In June 2018, he asked former Norwegian Prime Minister Thorbjørn Jagland to convey a message to Russian President Vladimir Putin about his willingness to give his opinion on Trump.
His correspondence with Wolff is in the archives, and Epstein also frequently spoke about Trump with former New York Times reporter Landon Thomas Jr., joking about sending him a photo of Trump with bikini-clad girls in his kitchen in December 2015.
Epstein communicated regularly with the often foul-mouthed former Treasury Secretary Larry Summers, to whom he told Trump was “borderline crazy,” emails show.
He also spoke often with Trump adviser Steve Bannon, who in August 2018 told the financier that they needed to discuss a “crazy jihad against you” and that “someone important has your sights on.”
After Trump’s personal attorney Michael Cohen pleaded guilty to violating then-President Trump’s campaign finance laws in connection with Stormy Daniels’ now-infamous hush money scheme in 2018, Epstein alluded to his insider’s view in correspondence with Kathy Ruemmler, a former Goldman Sachs executive and Obama aide, with whom the cache shows he spoke frequently.
“See, I know how dirty Donald is,” the financier joked. “I guess the non-lawyer, business people at the New York Times have no idea what it means to have your fixer-upper returned.”
“The real villain”
In December of that year, the Miami Herald published the most comprehensive account to date of allegations that Epstein serially exploited vulnerable teenage girls. The article explained how Epstein effectively got off with a slap on the wrist in his 2008 plea deal owed to former U.S. Attorney Alexander Acosta, whom Trump chose as Labor secretary.
Epstein strategized with Wolff, who believed that “directly debunking” these claims was not the right move.
“This goes against virtue itself,” Wolff wrote. “What I’d like to do is analyze everything, create a structure to think about it all. Certainly not a piecemeal answer.
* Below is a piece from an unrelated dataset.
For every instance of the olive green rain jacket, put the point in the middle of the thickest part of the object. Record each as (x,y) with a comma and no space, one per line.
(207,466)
Figure out where we want to be and where we can reasonably get to and work backwards.”
Epstein responded: “I think about what Trump would do. »
“The allegations are ridiculous and self-serving, the media is working with the other side’s lawyers, it’s all about Donald Trump,” Wolff responded.
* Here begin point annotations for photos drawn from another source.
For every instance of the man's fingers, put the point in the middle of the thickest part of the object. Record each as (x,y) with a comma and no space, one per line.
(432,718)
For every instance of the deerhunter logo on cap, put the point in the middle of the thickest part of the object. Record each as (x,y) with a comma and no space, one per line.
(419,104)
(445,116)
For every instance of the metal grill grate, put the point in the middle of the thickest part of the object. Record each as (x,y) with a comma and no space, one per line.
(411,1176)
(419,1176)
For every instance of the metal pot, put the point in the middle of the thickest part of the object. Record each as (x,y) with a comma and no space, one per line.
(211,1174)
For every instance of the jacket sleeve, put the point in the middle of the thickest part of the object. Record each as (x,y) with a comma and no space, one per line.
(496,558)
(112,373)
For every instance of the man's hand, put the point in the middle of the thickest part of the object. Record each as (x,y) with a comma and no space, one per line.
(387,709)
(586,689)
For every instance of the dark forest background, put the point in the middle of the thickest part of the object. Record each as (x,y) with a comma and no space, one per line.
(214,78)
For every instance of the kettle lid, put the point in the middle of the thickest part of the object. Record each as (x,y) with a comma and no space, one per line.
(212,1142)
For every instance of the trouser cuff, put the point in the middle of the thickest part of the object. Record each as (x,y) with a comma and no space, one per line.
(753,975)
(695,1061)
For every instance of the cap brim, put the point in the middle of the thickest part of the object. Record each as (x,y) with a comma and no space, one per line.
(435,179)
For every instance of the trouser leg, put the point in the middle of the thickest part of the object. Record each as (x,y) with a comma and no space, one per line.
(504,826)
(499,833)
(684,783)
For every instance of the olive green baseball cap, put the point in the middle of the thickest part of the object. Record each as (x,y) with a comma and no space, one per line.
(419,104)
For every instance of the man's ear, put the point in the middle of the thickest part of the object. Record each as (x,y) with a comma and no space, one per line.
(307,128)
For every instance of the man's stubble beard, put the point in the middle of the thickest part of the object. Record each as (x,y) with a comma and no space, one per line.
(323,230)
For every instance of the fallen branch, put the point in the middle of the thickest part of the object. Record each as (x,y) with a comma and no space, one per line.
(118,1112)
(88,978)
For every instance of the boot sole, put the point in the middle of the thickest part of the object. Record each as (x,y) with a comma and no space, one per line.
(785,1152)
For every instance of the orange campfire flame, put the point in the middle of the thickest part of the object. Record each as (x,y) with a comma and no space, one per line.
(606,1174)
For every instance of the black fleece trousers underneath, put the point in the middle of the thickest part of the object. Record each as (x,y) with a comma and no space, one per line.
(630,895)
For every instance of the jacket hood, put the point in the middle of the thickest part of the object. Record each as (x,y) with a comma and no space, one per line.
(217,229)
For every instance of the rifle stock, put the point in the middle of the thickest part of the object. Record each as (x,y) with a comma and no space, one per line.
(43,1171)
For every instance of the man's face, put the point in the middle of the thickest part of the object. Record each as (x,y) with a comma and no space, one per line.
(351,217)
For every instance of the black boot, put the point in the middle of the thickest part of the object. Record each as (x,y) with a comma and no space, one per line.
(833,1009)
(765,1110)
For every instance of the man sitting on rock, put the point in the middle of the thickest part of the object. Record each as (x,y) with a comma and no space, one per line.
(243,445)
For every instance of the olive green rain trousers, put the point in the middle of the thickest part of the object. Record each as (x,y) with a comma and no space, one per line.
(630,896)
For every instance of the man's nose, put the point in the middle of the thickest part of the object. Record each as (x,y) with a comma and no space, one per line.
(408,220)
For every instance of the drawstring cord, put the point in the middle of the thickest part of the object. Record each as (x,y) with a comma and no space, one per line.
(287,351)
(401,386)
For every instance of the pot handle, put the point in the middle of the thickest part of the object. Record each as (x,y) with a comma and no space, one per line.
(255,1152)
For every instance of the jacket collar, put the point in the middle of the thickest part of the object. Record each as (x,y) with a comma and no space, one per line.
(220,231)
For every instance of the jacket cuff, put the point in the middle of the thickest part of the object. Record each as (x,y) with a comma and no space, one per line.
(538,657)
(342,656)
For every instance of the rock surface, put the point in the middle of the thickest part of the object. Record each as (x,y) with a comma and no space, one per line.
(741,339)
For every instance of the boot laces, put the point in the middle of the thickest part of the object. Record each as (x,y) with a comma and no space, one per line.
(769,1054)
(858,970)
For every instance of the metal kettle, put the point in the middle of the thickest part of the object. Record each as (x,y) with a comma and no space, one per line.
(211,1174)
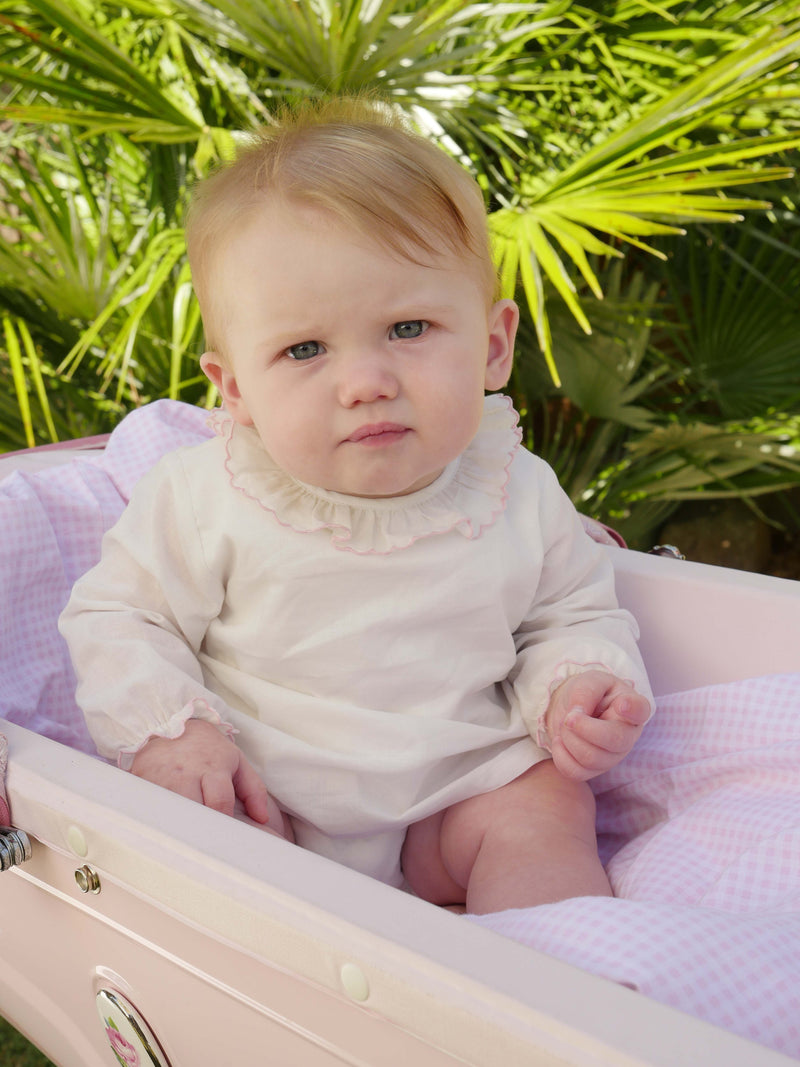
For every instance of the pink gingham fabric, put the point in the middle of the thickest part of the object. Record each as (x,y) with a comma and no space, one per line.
(52,523)
(699,827)
(700,831)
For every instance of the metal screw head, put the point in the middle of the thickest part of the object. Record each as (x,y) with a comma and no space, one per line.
(88,879)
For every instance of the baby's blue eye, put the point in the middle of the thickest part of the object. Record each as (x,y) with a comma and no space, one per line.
(406,331)
(305,350)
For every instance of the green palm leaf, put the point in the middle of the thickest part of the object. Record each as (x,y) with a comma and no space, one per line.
(616,190)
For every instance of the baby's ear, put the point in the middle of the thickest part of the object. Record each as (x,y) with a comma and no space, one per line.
(220,375)
(504,318)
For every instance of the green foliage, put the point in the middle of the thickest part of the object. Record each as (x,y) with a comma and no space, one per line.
(619,144)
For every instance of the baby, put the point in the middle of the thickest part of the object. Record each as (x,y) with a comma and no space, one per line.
(364,576)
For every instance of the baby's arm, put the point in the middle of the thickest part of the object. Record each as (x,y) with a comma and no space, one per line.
(208,767)
(592,721)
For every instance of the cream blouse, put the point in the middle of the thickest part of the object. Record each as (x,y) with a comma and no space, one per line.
(380,658)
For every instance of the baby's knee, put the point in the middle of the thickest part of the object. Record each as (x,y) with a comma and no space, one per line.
(424,866)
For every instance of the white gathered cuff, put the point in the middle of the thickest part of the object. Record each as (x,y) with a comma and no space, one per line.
(196,709)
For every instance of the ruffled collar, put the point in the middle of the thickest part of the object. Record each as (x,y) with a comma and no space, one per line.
(467,496)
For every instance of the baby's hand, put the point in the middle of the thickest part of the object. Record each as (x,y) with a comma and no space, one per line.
(206,766)
(593,720)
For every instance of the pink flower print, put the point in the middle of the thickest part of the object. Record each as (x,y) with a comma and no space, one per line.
(122,1048)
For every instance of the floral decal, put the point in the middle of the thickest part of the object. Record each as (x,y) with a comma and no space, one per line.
(121,1046)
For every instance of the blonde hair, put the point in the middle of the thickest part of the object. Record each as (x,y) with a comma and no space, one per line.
(355,160)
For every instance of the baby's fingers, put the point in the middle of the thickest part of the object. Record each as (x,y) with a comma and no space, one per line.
(218,792)
(627,706)
(252,792)
(588,734)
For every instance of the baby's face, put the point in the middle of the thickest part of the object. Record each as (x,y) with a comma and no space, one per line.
(362,372)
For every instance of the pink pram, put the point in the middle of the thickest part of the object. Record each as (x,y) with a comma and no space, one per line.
(146,929)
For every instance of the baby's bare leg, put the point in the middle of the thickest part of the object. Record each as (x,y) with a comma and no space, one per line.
(530,842)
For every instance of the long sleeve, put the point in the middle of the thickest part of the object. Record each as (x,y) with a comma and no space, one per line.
(136,622)
(574,622)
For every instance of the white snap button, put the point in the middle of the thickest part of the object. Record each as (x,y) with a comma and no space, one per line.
(354,982)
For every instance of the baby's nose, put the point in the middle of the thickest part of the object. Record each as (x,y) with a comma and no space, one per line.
(367,377)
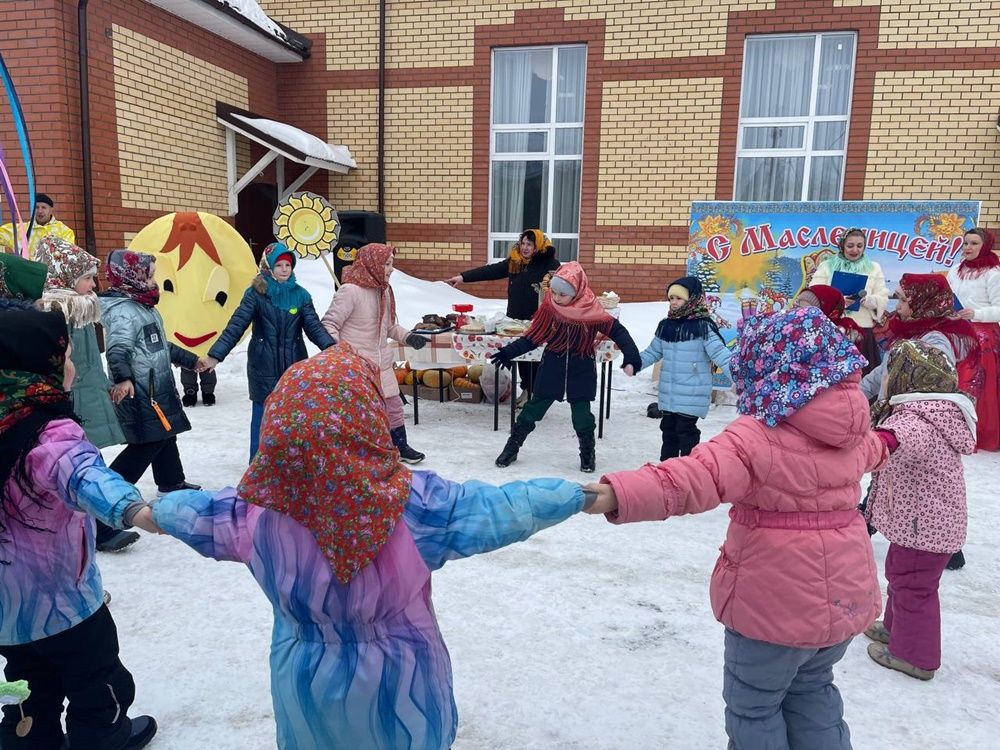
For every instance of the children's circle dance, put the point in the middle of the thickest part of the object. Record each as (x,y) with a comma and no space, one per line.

“…it’s all about Donald Trump, the real bad guy,” Epstein said.
Less than two months later, Epstein explicitly implicated Trump, mentioning Mar-a-Lago to Wolff in a partially redacted email on January 31, 2019, and writing, “Trump said he asked me to resign, never a member…of course he knew about the girls when he asked Ghislaine to stop.”
Epstein was apparently still focused on the president the following June, when an email describing some of Trump’s potentially questionable financial dealings landed in his inbox. Epstein’s accountant, Richard Kahn, sent “interesting conclusions” from the financial information, or what Kahn called “outweighs 100 pages of nonsense.”
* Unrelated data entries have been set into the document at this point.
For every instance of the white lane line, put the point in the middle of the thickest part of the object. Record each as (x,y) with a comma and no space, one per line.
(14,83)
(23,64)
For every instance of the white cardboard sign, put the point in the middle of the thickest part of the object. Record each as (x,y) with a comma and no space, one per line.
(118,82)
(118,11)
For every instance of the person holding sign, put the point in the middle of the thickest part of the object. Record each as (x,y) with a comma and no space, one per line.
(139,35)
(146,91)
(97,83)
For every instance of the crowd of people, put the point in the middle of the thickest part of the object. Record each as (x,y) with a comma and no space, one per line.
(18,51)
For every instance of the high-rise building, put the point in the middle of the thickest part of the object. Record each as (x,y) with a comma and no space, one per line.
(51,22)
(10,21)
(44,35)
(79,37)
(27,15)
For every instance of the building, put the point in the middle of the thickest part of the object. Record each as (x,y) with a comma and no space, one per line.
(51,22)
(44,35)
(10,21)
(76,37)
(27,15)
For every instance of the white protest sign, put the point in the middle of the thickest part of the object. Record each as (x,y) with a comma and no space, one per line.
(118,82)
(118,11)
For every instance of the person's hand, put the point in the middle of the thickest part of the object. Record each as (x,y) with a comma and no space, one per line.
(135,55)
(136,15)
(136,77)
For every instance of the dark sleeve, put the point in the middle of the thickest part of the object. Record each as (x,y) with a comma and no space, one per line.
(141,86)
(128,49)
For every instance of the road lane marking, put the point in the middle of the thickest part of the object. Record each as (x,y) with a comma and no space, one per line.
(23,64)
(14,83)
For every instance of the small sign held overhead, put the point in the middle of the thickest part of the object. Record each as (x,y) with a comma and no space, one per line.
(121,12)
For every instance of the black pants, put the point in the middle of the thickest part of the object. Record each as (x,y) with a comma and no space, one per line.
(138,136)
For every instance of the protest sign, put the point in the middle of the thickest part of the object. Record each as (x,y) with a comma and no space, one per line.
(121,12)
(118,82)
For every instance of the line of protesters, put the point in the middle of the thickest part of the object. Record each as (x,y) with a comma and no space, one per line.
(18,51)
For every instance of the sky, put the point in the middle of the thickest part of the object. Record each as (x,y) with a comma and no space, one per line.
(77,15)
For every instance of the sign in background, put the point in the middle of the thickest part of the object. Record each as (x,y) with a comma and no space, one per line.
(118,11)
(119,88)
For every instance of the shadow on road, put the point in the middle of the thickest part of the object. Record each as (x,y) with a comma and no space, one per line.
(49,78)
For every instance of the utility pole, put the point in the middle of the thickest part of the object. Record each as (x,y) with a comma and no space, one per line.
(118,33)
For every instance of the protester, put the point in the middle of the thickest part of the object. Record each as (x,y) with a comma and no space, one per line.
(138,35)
Within eight weeks, Epstein was dead. Authorities said he killed himself in his lower Manhattan jail cell, a month after his arrest on serious sex trafficking charges.
Maxwell, his longtime accomplice, was indicted a year later for contributing to abuse for at least a decade in the 1990s and convicted in a trial in December 2021. This summer, she was transferred to a comfortable prison in Bryan, Texas, after meeting with Deputy Attorney General Todd Blanche, Trump’s former personal lawyer, for a highly unusual meeting.
Transcripts of the meeting showed that Epstein’s longtime right-hand woman revealed little new information, but notably praised the president, to whom she now reportedly plans to seek clemency.